Speaker
Description
Abstract:
Background: Human pregnancy relies on tightly controlled maternal estradiol (E2) levels, which are essential to maintain the pregnancy to full term. However, recent studies have indicated hormonal dysregulation of pregnant people receiving antiretroviral therapy, including the non-nucleoside reverse transcriptase inhibitor (NNRTI) efavirenz. Effectively, efavirenz was associated with a significant decrease in E2 levels which further correlated with infants of small for gestational age and low birth weights [McDonald et al.: Clin. Infect. Dis. 66 (2018) 428].

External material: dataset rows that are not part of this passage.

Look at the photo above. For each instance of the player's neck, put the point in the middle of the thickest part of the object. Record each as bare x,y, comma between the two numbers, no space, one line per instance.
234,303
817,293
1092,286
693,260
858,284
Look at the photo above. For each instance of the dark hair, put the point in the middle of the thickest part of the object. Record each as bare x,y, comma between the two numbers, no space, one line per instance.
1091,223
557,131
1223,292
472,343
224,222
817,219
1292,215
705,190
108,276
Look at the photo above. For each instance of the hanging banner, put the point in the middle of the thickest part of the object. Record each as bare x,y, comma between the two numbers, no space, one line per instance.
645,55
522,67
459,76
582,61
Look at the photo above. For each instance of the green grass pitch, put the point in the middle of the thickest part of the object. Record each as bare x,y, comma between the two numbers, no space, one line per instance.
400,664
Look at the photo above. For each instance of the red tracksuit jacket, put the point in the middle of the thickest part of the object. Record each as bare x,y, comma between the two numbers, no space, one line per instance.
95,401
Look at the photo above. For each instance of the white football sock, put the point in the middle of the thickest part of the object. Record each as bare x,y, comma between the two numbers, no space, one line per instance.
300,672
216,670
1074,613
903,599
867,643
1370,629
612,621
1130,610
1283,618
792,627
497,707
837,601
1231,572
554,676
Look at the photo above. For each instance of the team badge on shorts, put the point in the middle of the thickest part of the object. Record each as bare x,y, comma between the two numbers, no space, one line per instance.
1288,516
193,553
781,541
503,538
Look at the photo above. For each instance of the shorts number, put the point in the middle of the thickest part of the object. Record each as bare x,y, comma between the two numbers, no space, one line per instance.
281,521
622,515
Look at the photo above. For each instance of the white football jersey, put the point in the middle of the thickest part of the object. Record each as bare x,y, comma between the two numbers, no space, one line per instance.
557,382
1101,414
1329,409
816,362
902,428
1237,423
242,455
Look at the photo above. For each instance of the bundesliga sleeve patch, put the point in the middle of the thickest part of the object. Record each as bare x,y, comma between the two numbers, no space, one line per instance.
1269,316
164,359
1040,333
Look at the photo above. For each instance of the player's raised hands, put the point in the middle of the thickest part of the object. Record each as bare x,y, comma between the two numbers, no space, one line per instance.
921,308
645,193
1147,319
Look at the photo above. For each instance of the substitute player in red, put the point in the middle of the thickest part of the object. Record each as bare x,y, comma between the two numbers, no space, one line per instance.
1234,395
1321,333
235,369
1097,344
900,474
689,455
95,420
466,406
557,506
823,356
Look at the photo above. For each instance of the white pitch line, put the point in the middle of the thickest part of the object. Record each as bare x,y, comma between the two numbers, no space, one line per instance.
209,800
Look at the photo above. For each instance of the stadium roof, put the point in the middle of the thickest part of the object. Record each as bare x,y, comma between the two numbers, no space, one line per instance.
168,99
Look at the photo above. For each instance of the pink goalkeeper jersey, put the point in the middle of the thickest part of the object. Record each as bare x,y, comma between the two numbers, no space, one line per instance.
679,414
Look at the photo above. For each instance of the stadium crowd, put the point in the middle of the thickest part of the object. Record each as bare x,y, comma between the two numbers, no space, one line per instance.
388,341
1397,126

Methods: To test if antiviral drugs inhibit aromatization of androstenedione (A4) to estrone (E1) by CYP19A1, the rate limiting step in placental E2 synthesis, we developed an in vitro CYP19A1 inhibition assay based on LC-MS quantification of E1 to screen HIV antiretroviral drugs and then determined the inhibition dose response (IC50) for the most potent compounds. Furthermore, molecular docking analysis was employed to determine the specific molecular interactions between the NNRTIs and the CYP19A1 active site residues.
Results: Among the HIV drugs tested, four displayed over 50% inhibition of recombinant CYP19A1 at 20 µM, with efavirenz and etravirine fully inhibiting aromatization of A4. The inhibition potency (IC50) for the NNRTI drugs was 0.817 µM for efavirenz and 0.0542 µM for etravirine.
Conclusions: Our findings unveil a novel molecular pathway for drug-hormone interaction (DHI) toxicity in pregnant people receiving NNRTIs. Furthermore, the nanomolar inhibition observed with these drugs may provide new scaffold for the next generation of non-steroidal aromatase inhibitors.
Acknowledgments:
Supported by the NIH NIAID grant # R01 AI183687.